Italian painter (born 1947)

Luciano de Liberato (born 6 September 1947) is an Italian painter.

== Career ==
Liberato was born on 6 September 1947. began working in art in 1975, immediately attracting a lot of interest among the most important Italian art critics and historians (Filiberto Menna, Maurizio Fagiolo dell'Arco, Enrico Crispolti, Marcello Venturoli, Lorenza Trucchi, Gabriele Simongini). He was considered a young master and one of the great Italian colourist painting.

Protagonist in the 1980s in European painting, De Liberato has had more than fifty solo exhibitions, including two in the prestigious "Art Basel", in 1983 and 1984. Since 1990, he has worked in his studio in the Italian province. All his work is created through research cycles.

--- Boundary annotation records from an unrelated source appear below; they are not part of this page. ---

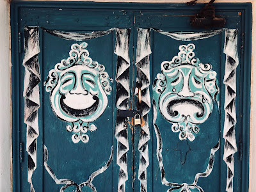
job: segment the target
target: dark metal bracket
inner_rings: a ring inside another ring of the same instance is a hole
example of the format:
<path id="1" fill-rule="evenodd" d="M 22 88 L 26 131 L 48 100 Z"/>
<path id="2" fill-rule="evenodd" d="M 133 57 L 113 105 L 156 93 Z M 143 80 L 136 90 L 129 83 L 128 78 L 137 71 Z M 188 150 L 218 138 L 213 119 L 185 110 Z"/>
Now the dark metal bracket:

In 2011, he was invited to the Italian Pavilion (Abruzzo) of the Venice Biennale. In 2012, one of his works, RED, was chosen as an image of the Lincoln Center Festival in New York City, which gave to his work global renown.

In 2011, he decided to end all links with Italian galleries and has worked exclusively for international outlets.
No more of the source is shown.